I get so pissed. And I think about ordering signs for my front yard and fence that say sunshiny things like

Feel free to use my garbage cans there, neighbor! ;)

Or I consider starting a neighborhood education program about littering.

Instead I think about my student’s mom and post passive-aggressive status updates on Facebook. (Click for bigger.)

And sit around being a grumpus.

But then my nephew comes over and says, “Nunu, why is there a CD in your mulch pile?”

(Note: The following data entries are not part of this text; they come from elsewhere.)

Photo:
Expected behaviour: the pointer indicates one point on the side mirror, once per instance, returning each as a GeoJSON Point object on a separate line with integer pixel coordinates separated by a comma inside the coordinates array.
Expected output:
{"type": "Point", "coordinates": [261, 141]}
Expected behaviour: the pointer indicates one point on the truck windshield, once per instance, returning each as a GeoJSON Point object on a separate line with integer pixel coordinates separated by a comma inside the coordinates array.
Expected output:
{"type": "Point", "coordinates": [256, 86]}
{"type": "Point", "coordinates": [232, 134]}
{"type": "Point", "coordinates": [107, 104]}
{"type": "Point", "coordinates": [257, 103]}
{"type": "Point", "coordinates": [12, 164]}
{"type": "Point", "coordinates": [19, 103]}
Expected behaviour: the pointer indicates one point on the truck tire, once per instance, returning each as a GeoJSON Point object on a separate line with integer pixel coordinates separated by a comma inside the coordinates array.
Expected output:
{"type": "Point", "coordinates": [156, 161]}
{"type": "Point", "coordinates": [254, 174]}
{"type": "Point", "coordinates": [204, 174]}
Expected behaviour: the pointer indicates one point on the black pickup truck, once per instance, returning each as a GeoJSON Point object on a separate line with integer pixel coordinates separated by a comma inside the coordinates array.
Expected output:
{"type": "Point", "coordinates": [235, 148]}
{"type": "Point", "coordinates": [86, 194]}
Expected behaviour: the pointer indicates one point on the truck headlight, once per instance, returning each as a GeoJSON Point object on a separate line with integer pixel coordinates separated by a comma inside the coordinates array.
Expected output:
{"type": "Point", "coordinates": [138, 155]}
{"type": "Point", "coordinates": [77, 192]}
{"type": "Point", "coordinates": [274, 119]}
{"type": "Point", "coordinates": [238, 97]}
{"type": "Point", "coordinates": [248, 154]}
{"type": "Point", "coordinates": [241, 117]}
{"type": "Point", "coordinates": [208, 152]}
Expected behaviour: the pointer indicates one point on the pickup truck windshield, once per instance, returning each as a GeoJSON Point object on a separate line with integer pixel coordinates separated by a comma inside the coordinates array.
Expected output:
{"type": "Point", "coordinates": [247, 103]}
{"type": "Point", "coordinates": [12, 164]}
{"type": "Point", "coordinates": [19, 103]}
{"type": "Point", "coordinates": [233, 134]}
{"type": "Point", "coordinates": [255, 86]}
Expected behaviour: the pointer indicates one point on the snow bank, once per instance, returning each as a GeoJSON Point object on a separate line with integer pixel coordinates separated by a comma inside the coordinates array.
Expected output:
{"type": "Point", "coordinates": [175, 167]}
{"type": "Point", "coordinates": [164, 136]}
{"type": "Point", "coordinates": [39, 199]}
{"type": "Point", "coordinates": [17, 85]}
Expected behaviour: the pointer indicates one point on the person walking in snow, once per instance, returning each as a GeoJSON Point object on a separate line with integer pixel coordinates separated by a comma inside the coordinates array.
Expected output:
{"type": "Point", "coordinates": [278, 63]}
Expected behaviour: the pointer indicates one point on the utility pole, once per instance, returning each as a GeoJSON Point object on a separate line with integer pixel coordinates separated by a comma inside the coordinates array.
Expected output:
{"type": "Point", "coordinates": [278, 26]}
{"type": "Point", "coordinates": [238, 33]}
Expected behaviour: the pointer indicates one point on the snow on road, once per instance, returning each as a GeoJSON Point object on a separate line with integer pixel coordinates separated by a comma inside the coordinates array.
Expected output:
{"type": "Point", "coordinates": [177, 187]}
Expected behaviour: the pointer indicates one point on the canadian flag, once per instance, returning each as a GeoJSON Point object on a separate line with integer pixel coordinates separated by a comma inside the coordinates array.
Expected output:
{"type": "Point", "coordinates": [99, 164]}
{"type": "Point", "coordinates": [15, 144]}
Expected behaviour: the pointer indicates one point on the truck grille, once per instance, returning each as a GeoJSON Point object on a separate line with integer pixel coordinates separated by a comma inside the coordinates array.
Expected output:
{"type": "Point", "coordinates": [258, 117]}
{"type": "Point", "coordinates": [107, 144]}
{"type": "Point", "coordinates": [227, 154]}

And I think something positive might come out of this whole littering business because whose life is not improved by Earthquake Booty Number 4 (especially after the magna opera of Numbers 1-3)?

But no. It’s scratched.

Note to my sister: If I disappear tomorrow, please explain to the authorities that my Google search history doesn’t usually include links to works by “big-dicked entrepreneur B. Pumper” who “showcas[es] thick black girls with enormous asses”. I was just curious about what I was missing by not being able to play the disc. Swear to god, I thought it was a hip hop CD. (And how apropos! Mine could probably be categorized as an earthquake booty, or at least a tremor trunk.)

But no. It’s porn.

So now I don’t know what my sign should say. Maybe

If you’re going to litter porn in my yard, please make sure it’s a fun hip hop CD instead! :/ 

P.S. “These monster asses are causing tragedies and creating major earthquakes.”